The following is a gallery of the documents on Homura's wall display.
|A woodcut image of a Witch resembling the one from Episode 1. At left, the German word Unbekannt (Unknown or Anonymous) is displayed beneath a scanned image from a Renaissance-period book.|
|On a black space between a scan of a Renaissance-era book and a diagram with a sticker that says "Plan A," there is a line of green text that says 1914_Bücher (books?). At center, there is a page with illustrations of what appear to be the humanoid forms of six witches, marked "1/25p." (A similar illustration appears in Episode 4.) At bottom left of the page, "Walpurgisnacht" is printed. At top right, there is a photograph of some circular object (the Moon?)|
|Besides Homura's right arm, there is an annotated diagram of a feminine body, whose left half wears a skirt. Beside Homura's left hand, there is a similar image of a feminine figure colored in neon green. Beneath it, in red text, are the words "Walpurgis Nacht."|
|At right, there is a passage from Faust. At center, there is a detail of the "Plan A" document, which appears to diagram the movements of some object or being in red lines across marked regions. At bottom right, the neon green feminine figure is displayed in better resolution, appearing to be descending a spiral staircase. Note also that the framing print of the Faust manuscript also frames several other documents -- they may be from the same book. Within the frame, at top, the Sun pierces the clouds like the iris of an eye, and two birds fly beside it. At bottom, a Moon is suspended above an illegible plaque within a circle of clouds. There are vaguely humanoid figures in the pillars.|
|At top left, there are the words "Bühnentechnik" (stagecraft) and "Gear" in stylized text. Besides, beneath a drawing of the Witch from Episode 1, there is the word EinNarr (german for 'a fool')." A letter or two may be cut off from the beginning. A thick-lined illustration of the Episode 1 Witch is shown to be a book page opposing the annotated diagram of the half-skirted feminine figure. At right, there is a less elaborate woodcut image of the Witch from Episode 1.|
|At right, an enlarged image of the photograph of the circular object. There appears to be a pattern engraved or printed on it?|
|The full "Walpurgis Nacht" image is displayed. Also, there is a circular illustration on the page opposing the Faust passage. It appears to be the same pattern that appeared in the sky behind the Episode 1 Witch.|
Speculah and Observations
- The apartment layout might represent a clock of some sort, in line with Homura's time manipulation abilities. The time might be 6:40, AM or PM.
- Because the appearance of the apartment interior is quite surreal and bears a superficial resemblance to a Witch's Labyrinth, some viewers have proposed that Homura might have refurbished or reconstituted her flat with magic.
- 2ch has referred to the residence as 「ほむホム」 (homu homu). The first "homu"("ほむ") refers to Homura herself, and the latter comes from the word "home," usually pronounced "ホーム" in Japanese.

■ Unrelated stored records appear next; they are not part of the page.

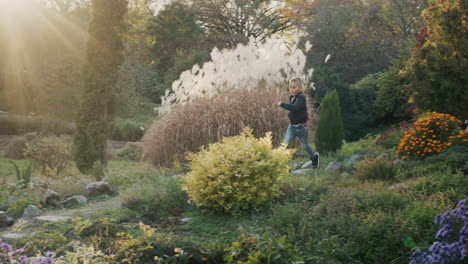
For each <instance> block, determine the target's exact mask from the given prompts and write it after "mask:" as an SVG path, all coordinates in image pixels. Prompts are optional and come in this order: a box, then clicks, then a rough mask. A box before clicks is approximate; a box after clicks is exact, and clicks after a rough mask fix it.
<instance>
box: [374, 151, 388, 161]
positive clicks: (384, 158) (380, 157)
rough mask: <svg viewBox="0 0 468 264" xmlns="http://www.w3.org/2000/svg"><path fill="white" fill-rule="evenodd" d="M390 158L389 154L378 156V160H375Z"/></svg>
mask: <svg viewBox="0 0 468 264" xmlns="http://www.w3.org/2000/svg"><path fill="white" fill-rule="evenodd" d="M389 158H390V156H388V154H385V153H384V154H381V155H380V156H378V157H377V158H375V160H381V159H389Z"/></svg>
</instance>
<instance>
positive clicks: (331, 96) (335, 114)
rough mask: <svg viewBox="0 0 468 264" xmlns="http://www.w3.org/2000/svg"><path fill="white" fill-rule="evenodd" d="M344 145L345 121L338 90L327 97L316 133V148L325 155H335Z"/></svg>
mask: <svg viewBox="0 0 468 264" xmlns="http://www.w3.org/2000/svg"><path fill="white" fill-rule="evenodd" d="M342 145H343V119H342V118H341V110H340V102H339V98H338V93H337V92H336V90H333V91H330V92H328V93H327V95H325V97H324V98H323V101H322V103H321V105H320V118H319V121H318V124H317V130H316V132H315V146H316V147H317V151H318V152H320V153H323V154H329V153H335V152H336V151H337V150H338V149H340V148H341V146H342Z"/></svg>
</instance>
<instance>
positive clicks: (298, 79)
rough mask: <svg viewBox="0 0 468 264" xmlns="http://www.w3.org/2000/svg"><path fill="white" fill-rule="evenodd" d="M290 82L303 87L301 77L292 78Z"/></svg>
mask: <svg viewBox="0 0 468 264" xmlns="http://www.w3.org/2000/svg"><path fill="white" fill-rule="evenodd" d="M290 82H293V83H297V84H299V85H300V86H301V87H302V80H301V78H299V77H295V78H292V79H291V80H290Z"/></svg>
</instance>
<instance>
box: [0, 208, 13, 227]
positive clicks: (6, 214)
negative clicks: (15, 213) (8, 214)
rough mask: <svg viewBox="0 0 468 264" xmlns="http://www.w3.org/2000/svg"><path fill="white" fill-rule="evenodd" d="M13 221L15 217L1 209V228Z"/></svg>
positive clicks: (12, 222) (11, 224) (5, 226)
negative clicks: (7, 213)
mask: <svg viewBox="0 0 468 264" xmlns="http://www.w3.org/2000/svg"><path fill="white" fill-rule="evenodd" d="M13 222H14V220H13V218H11V217H9V216H8V215H7V214H6V213H5V212H3V211H0V228H3V227H7V226H11V225H12V224H13Z"/></svg>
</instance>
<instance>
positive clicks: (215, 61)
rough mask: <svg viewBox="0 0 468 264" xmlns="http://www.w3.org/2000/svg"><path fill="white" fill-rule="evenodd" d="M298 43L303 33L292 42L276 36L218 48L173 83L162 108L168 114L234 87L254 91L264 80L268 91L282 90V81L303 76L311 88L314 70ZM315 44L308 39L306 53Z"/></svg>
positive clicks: (216, 94)
mask: <svg viewBox="0 0 468 264" xmlns="http://www.w3.org/2000/svg"><path fill="white" fill-rule="evenodd" d="M298 44H299V36H295V39H294V40H293V41H292V43H291V39H284V38H278V37H274V36H272V37H270V38H267V39H266V40H265V41H264V42H261V43H258V42H256V41H255V40H254V39H251V40H250V42H249V43H248V44H247V45H242V44H238V45H237V47H236V48H234V49H223V50H221V51H220V50H218V49H217V48H214V49H213V50H212V52H211V54H210V56H211V61H209V62H206V63H204V64H203V66H201V67H200V66H199V65H198V64H195V65H194V66H193V67H192V69H191V70H187V71H184V72H183V73H182V74H181V75H180V77H179V79H178V80H176V81H174V82H173V83H172V87H171V90H170V91H169V90H166V92H165V95H164V96H163V97H162V98H161V101H162V103H161V107H160V108H159V109H158V111H159V113H160V114H164V113H167V112H170V111H171V110H173V109H174V106H178V105H180V104H184V103H188V102H192V101H193V100H196V99H198V98H202V97H209V98H211V97H213V96H216V95H218V94H222V93H225V92H229V91H233V90H244V89H246V90H249V91H250V90H252V89H253V88H256V86H257V84H258V83H260V82H261V83H263V86H264V87H265V88H266V89H267V90H268V91H278V90H280V89H279V88H280V87H279V86H278V84H280V83H287V82H288V81H289V80H290V79H291V78H293V77H300V78H301V79H302V80H303V81H304V82H303V83H304V84H307V86H306V88H308V84H309V80H310V77H311V76H312V73H313V69H312V68H310V69H306V68H305V66H306V61H307V57H306V55H305V54H304V52H303V51H302V50H301V49H300V48H299V47H298ZM311 46H312V45H311V44H310V43H309V42H306V44H305V52H307V51H308V50H309V49H310V48H311ZM312 87H313V86H312Z"/></svg>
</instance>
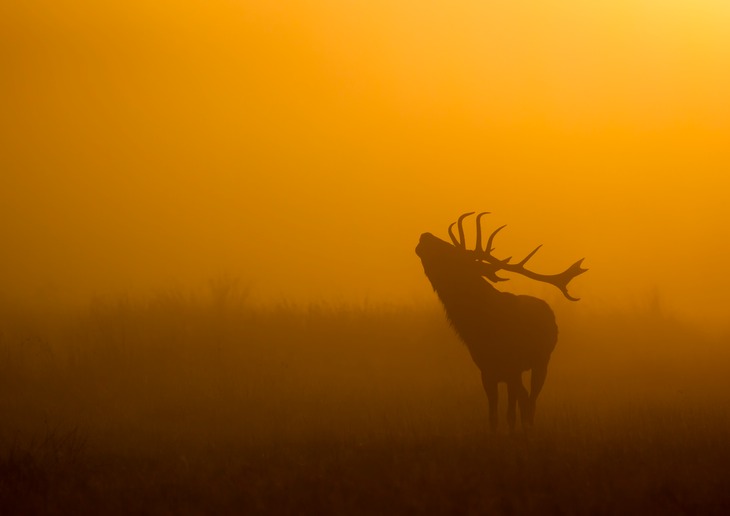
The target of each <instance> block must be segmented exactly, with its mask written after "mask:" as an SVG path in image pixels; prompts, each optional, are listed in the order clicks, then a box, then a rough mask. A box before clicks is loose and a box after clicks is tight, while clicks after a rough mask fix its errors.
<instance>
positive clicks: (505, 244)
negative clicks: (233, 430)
mask: <svg viewBox="0 0 730 516" xmlns="http://www.w3.org/2000/svg"><path fill="white" fill-rule="evenodd" d="M728 26H730V9H728V8H727V7H725V6H724V4H722V3H721V2H655V1H642V2H635V1H631V2H629V1H623V2H611V3H607V4H596V3H590V2H589V3H586V2H577V1H571V2H559V3H557V4H555V5H549V4H544V5H543V4H540V5H539V6H528V5H527V4H524V5H523V4H519V3H518V4H515V3H513V2H507V3H505V2H496V3H495V2H483V1H471V0H460V1H456V2H453V1H452V2H426V3H424V2H414V1H401V2H391V1H387V2H386V1H375V2H339V1H338V2H334V1H328V0H320V1H318V2H304V1H302V2H299V1H291V2H272V3H269V2H253V1H248V0H240V1H233V0H228V1H223V0H219V1H215V2H211V1H206V2H203V1H192V0H188V1H185V2H171V1H169V2H168V1H164V2H142V1H131V2H122V3H119V2H117V3H106V2H102V3H99V2H83V1H80V0H79V1H75V2H64V3H62V4H59V3H57V2H46V1H42V0H37V1H24V2H10V3H9V4H8V5H6V6H4V7H2V13H1V15H0V29H1V32H0V34H2V36H0V38H2V43H1V45H2V55H3V58H2V59H3V63H4V64H3V70H4V72H3V80H2V82H1V83H0V94H1V95H2V98H3V104H4V106H5V107H4V110H3V123H2V135H1V136H2V143H1V144H0V145H1V146H2V153H1V155H2V158H1V159H2V176H1V178H0V186H1V188H0V242H2V254H1V256H2V258H1V260H2V268H1V270H0V283H1V284H2V285H3V293H4V295H5V296H7V297H8V298H9V299H11V300H13V299H18V298H23V299H25V300H29V301H34V302H36V301H37V302H46V301H57V300H69V299H76V300H80V299H81V300H83V299H87V298H88V297H89V296H91V295H94V294H108V293H117V292H128V291H129V292H139V291H142V292H145V291H149V290H150V289H155V288H165V287H167V286H170V285H174V286H181V285H182V286H188V285H192V286H195V285H198V284H201V283H203V282H205V281H206V280H207V279H209V278H211V277H216V276H218V275H220V274H229V275H232V276H237V277H240V278H241V279H242V280H243V281H250V282H251V283H252V287H253V289H254V292H255V293H256V295H257V296H258V298H260V299H262V300H272V299H273V300H280V299H296V300H306V299H334V300H342V299H346V300H360V299H363V298H368V299H371V300H384V301H396V302H401V301H404V300H405V301H411V300H414V299H416V300H417V299H422V298H425V297H426V296H430V295H431V293H430V292H429V291H428V286H427V284H426V282H425V280H424V278H423V274H422V271H421V270H420V265H419V263H418V260H417V258H416V256H415V254H414V252H413V249H414V247H415V244H416V242H417V239H418V236H419V235H420V233H421V232H423V231H431V232H433V233H435V234H439V235H442V236H443V235H445V230H446V227H447V225H448V224H449V223H450V222H451V221H452V220H453V219H454V218H455V217H456V216H457V215H458V214H459V213H461V212H463V211H468V210H481V209H486V210H490V211H492V212H493V213H494V214H495V215H494V216H493V217H494V218H493V220H492V221H490V224H493V225H495V226H496V225H497V224H500V225H501V224H503V223H509V227H508V228H507V230H505V231H504V234H503V235H502V236H501V240H500V249H502V250H503V254H504V255H505V256H506V255H509V254H513V255H519V254H520V253H523V252H525V251H527V250H529V249H531V247H532V246H533V245H535V244H537V243H544V244H545V246H544V249H543V250H542V251H541V253H540V255H538V257H536V259H535V265H536V266H540V267H544V268H545V269H546V270H547V269H554V268H559V267H563V266H565V265H567V264H569V263H572V262H573V261H574V260H575V259H577V258H580V257H582V256H585V257H586V265H587V266H588V267H590V269H591V272H590V273H589V274H586V275H585V276H583V277H581V278H580V279H579V280H577V281H576V285H575V287H574V290H575V291H576V292H579V293H580V295H581V296H582V297H583V299H584V301H585V302H586V303H599V304H601V303H611V304H612V305H623V304H625V303H628V304H629V305H630V304H631V303H643V302H645V300H646V299H649V298H650V297H651V295H653V294H652V292H658V293H659V295H660V297H661V299H662V302H664V303H665V304H666V305H667V306H668V307H669V308H672V309H674V310H676V311H678V312H680V313H683V314H687V315H689V316H691V317H693V318H696V317H700V316H702V317H703V319H709V320H714V321H722V320H724V319H725V318H726V314H727V312H728V308H730V304H729V303H728V301H727V296H726V295H725V292H727V290H728V289H729V288H730V275H728V274H727V273H726V272H725V271H724V267H725V266H726V264H727V263H728V261H730V260H729V259H730V246H729V245H728V231H727V229H726V221H727V220H730V207H728V203H727V195H728V191H729V190H730V189H729V188H728V186H729V185H730V179H728V177H730V176H728V174H727V169H728V165H729V164H730V147H728V144H727V142H728V141H730V140H729V138H730V100H729V97H728V95H727V92H728V91H730V68H729V67H728V66H727V63H728V62H730V35H729V33H728V31H727V27H728ZM525 288H526V289H527V290H528V291H529V289H530V288H533V287H531V286H530V285H526V286H525ZM540 292H542V291H540ZM429 299H430V297H429Z"/></svg>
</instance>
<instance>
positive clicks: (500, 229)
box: [484, 224, 507, 254]
mask: <svg viewBox="0 0 730 516" xmlns="http://www.w3.org/2000/svg"><path fill="white" fill-rule="evenodd" d="M506 227H507V224H504V225H503V226H499V227H498V228H497V229H495V230H494V231H492V234H491V235H489V239H488V240H487V247H486V249H484V252H485V253H487V254H489V253H491V252H492V251H494V248H493V247H492V242H494V237H495V236H497V233H499V232H500V231H502V230H503V229H504V228H506Z"/></svg>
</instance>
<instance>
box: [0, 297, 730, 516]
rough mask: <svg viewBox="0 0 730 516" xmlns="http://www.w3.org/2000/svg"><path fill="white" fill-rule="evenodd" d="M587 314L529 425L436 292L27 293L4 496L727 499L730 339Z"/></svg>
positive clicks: (7, 513)
mask: <svg viewBox="0 0 730 516" xmlns="http://www.w3.org/2000/svg"><path fill="white" fill-rule="evenodd" d="M565 310H569V311H563V312H560V311H558V313H557V317H558V323H559V324H560V328H561V334H560V339H559V342H558V346H557V348H556V350H555V352H554V354H553V360H552V362H551V366H550V368H551V369H550V373H549V374H550V382H548V384H547V386H546V388H545V390H544V391H543V397H542V403H541V405H540V407H539V409H538V413H537V416H536V417H537V425H536V431H535V432H534V434H533V435H531V436H530V437H529V438H524V437H520V438H510V437H508V436H507V435H506V432H505V430H506V429H504V428H501V430H502V433H500V434H498V435H495V436H490V435H489V432H488V421H487V407H486V400H485V399H484V393H483V391H482V387H481V384H480V378H479V372H478V370H477V369H476V367H475V366H474V365H473V363H472V362H471V359H470V358H469V355H468V353H467V350H466V348H465V347H464V345H463V344H461V343H460V341H459V340H458V339H457V337H456V336H455V335H454V334H453V332H452V330H451V329H450V328H449V327H448V325H447V323H446V322H445V320H444V317H443V314H442V312H441V309H440V308H439V307H438V306H437V305H436V302H435V301H434V303H433V305H429V306H426V307H418V308H416V307H385V306H378V307H369V306H356V305H351V306H346V305H337V306H331V305H327V304H324V303H323V304H312V305H308V306H287V305H284V304H282V305H280V306H270V307H254V306H250V305H249V304H247V297H246V295H245V289H243V290H241V289H236V288H231V287H230V286H229V287H226V286H225V285H222V284H220V283H215V284H211V295H209V296H191V295H187V294H184V293H181V292H174V291H173V292H166V293H160V294H158V295H156V296H153V297H152V298H150V299H148V300H146V301H142V300H133V299H123V298H122V299H118V300H106V301H104V300H99V301H96V302H94V303H92V304H91V305H90V306H89V307H88V309H86V310H83V311H73V312H66V313H60V312H59V313H41V312H34V311H32V310H25V311H24V310H20V309H18V308H17V307H16V308H13V307H12V306H6V307H5V308H3V309H2V311H1V312H0V415H1V417H2V423H1V424H0V508H2V511H0V512H2V514H34V513H35V514H38V513H43V514H84V513H96V514H132V513H139V514H145V513H147V514H156V513H172V514H195V513H206V514H226V513H235V514H250V513H271V514H287V513H297V514H310V513H311V514H326V513H339V514H352V513H371V514H378V513H400V514H402V513H441V514H464V513H472V514H487V513H488V514H513V513H514V514H529V513H540V514H543V513H547V514H617V513H621V514H623V513H634V514H649V513H657V514H659V513H661V514H686V513H702V514H712V513H715V514H722V513H727V512H728V510H730V494H728V490H727V486H728V481H727V478H728V474H729V473H730V441H729V440H728V437H727V436H728V435H730V434H729V433H728V432H729V431H730V420H729V416H728V414H727V413H726V409H725V406H726V405H727V402H728V398H729V397H730V394H729V393H730V389H728V387H730V379H729V378H728V376H727V373H726V371H727V369H728V365H729V364H730V346H728V344H729V341H730V339H729V338H728V335H727V334H714V335H710V334H707V333H705V332H702V331H700V330H699V329H697V328H695V327H692V326H691V325H688V324H685V323H683V322H681V321H678V320H675V319H673V318H671V317H669V316H666V315H663V314H661V313H658V312H656V311H652V310H651V309H650V307H649V308H647V309H646V310H643V311H635V312H632V313H617V312H614V313H590V312H586V311H582V310H581V308H580V307H578V308H576V307H575V306H571V307H569V308H566V309H565ZM504 394H505V393H504V392H502V393H501V395H502V396H504Z"/></svg>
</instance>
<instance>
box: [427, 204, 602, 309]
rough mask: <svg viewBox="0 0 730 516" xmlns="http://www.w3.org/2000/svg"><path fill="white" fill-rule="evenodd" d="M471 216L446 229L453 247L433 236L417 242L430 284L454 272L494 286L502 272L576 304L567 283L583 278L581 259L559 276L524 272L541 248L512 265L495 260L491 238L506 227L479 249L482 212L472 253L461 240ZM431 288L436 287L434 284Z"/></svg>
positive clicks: (504, 227) (478, 218) (462, 219)
mask: <svg viewBox="0 0 730 516" xmlns="http://www.w3.org/2000/svg"><path fill="white" fill-rule="evenodd" d="M473 214H474V212H469V213H465V214H463V215H461V216H460V217H459V219H458V220H457V221H456V222H454V223H452V224H451V225H450V226H449V237H450V238H451V242H452V243H453V245H452V244H449V243H448V242H445V241H444V240H441V239H440V238H437V237H435V236H433V235H432V234H431V233H424V234H422V235H421V239H420V241H419V243H418V246H417V247H416V254H418V256H419V257H420V258H421V262H422V263H423V267H424V269H425V271H426V275H427V276H428V277H429V279H431V280H432V283H434V281H433V280H434V279H436V281H438V278H439V277H443V276H444V275H447V274H448V275H449V276H450V277H451V278H453V277H454V273H455V271H458V274H459V276H461V277H463V278H465V279H466V278H469V277H474V276H482V277H485V278H487V279H488V280H489V281H492V282H494V283H497V282H499V281H506V280H507V279H508V278H502V277H500V276H498V275H497V272H499V271H501V270H504V271H507V272H514V273H517V274H521V275H523V276H525V277H527V278H530V279H534V280H536V281H541V282H543V283H549V284H550V285H553V286H555V287H557V288H558V289H559V290H560V291H561V292H562V293H563V295H564V296H565V297H566V298H567V299H569V300H571V301H578V299H579V298H577V297H573V296H571V295H570V294H569V293H568V283H570V281H571V280H572V279H573V278H575V277H576V276H578V275H580V274H583V273H584V272H586V271H587V270H588V269H584V268H583V267H581V265H582V263H583V258H581V259H580V260H578V261H577V262H575V263H574V264H573V265H571V266H570V267H568V268H567V269H565V270H564V271H563V272H561V273H559V274H540V273H538V272H534V271H532V270H529V269H526V268H525V265H526V264H527V262H528V260H530V258H532V257H533V256H534V255H535V253H537V251H538V250H539V249H540V247H542V244H541V245H539V246H537V247H536V248H535V249H534V250H533V251H532V252H530V253H529V254H528V255H527V256H525V257H524V258H523V259H522V260H520V261H519V262H516V263H512V262H511V260H512V257H508V258H504V259H499V258H496V257H495V256H493V255H492V251H493V250H494V248H493V247H492V244H493V243H494V237H495V236H497V233H499V232H500V231H501V230H502V229H504V228H505V226H506V225H505V226H500V227H498V228H497V229H495V230H494V231H493V232H492V234H491V235H489V238H488V239H487V244H486V246H485V247H484V248H482V232H481V219H482V217H483V216H484V215H487V214H489V212H483V213H479V214H478V215H477V217H476V227H477V235H476V244H475V246H474V250H471V249H467V248H466V243H465V240H464V227H463V221H464V219H465V218H466V217H468V216H470V215H473ZM454 225H456V226H457V230H458V237H457V236H456V235H454V231H453V228H454ZM434 286H436V284H435V283H434Z"/></svg>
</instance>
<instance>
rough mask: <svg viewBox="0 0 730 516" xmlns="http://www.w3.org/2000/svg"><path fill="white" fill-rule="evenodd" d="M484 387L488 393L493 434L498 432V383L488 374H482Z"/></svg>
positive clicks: (489, 407) (490, 423) (490, 426)
mask: <svg viewBox="0 0 730 516" xmlns="http://www.w3.org/2000/svg"><path fill="white" fill-rule="evenodd" d="M482 386H483V387H484V392H486V393H487V401H488V402H489V429H490V430H491V431H492V433H494V432H496V431H497V423H498V416H497V400H498V399H499V398H498V396H497V381H496V380H494V379H493V378H490V377H489V376H488V375H487V374H485V373H482Z"/></svg>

- The shadows of the pendulums resemble imagery used in The Pit and the Pendulum by Edgar Allen Poe.
- The exterior view of Homura's residence resembles a scene from Shadow of Memories (Shadow of Destiny for North America). Interestingly it went through several title changes before release, among them The Day and Night of Walpurgisnacht, Days of Walpurgis, and Time Adventure.
- As shown in the gallery below, the exterior of Homura's home also bear strong similarities with the house from Cossette no Shouzou. This shot (also present to a lesser extend in Bakemonogatari) might be inspired by Koji Morimoto's designs.